Dementia affects millions of people worldwide and in the US, there are presently an estimated five million people suffering from age-related dementia. If you are in America and you are over the age of 85, you have a one in two chance of developing some sort of dementia[1]. It is the sixth leading cause of death[2]. In 2015, nearly one in five Medicare dollars will be spent on dementia and Alzheimer’s will cost $226 billion. By 2050, that cost is expected to rise to $1.1 trillion[3]. It’s a terrifying fact.

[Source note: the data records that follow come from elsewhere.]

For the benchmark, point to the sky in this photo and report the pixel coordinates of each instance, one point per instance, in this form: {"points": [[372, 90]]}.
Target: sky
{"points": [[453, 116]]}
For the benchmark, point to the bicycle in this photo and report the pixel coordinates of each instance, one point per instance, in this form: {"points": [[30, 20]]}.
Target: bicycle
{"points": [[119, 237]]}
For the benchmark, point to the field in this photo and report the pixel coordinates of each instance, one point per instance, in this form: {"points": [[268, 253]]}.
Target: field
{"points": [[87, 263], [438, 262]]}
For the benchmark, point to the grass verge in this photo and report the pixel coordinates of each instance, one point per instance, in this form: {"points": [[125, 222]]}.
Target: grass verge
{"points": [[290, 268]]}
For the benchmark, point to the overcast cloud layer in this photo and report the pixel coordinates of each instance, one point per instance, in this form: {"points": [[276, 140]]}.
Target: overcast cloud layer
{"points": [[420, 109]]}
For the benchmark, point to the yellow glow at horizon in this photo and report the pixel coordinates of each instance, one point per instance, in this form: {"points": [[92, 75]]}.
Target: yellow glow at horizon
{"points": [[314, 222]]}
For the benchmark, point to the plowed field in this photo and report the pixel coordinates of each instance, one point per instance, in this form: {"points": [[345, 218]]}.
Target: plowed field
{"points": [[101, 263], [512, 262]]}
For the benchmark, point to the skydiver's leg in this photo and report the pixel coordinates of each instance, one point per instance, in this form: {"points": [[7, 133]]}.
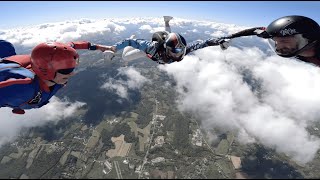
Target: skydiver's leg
{"points": [[166, 23], [129, 53]]}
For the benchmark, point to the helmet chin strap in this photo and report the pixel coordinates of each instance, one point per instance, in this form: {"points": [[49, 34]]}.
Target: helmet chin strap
{"points": [[306, 47]]}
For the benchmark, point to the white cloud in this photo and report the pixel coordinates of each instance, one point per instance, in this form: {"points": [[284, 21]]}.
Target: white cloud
{"points": [[11, 124], [275, 112], [134, 81], [265, 98]]}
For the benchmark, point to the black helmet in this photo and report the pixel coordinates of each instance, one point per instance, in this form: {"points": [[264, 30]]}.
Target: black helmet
{"points": [[304, 31], [175, 46]]}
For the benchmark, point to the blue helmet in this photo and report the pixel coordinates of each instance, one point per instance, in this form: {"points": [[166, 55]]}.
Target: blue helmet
{"points": [[6, 49], [175, 46]]}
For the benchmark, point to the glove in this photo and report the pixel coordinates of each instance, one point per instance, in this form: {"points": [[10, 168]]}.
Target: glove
{"points": [[132, 36], [167, 18], [108, 55], [224, 44], [18, 111]]}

Dementia is an umbrella term for disorders of mental processes caused by brain diseases or injury. There are a number of different types of dementia but by far the most prevalent and most well-known is Alzheimer’s, which currently accounts for around 70% of all dementia diagnoses[4]. What’s worrying is that dementia diagnoses are increasing as the population ages, as are deaths from neurological diseases like Alzheimer’s. What’s more worrying, though, is that dementia is affecting individuals at a younger and younger age.
Dementia and the Youth of Today
Whilst previously, ‘early-onset dementia’ referred to people in their mid to late 60s, it is now starting to refer to people diagnosed as young as 30 and 40. That’s a frightening concept, and whilst some claim that it’s the result of living longer and being better at curing other diseases (because, they claim, everybody has to die of something), Colin Pritchard of Bournemouth University in the UK is not so sure. Pritchard and his team of researchers examined the mortality data from the World Health Organization and looked at the changing pattern of neurological deaths across 21 western countries, from as far back as 1979[5]. What they discovered was startling.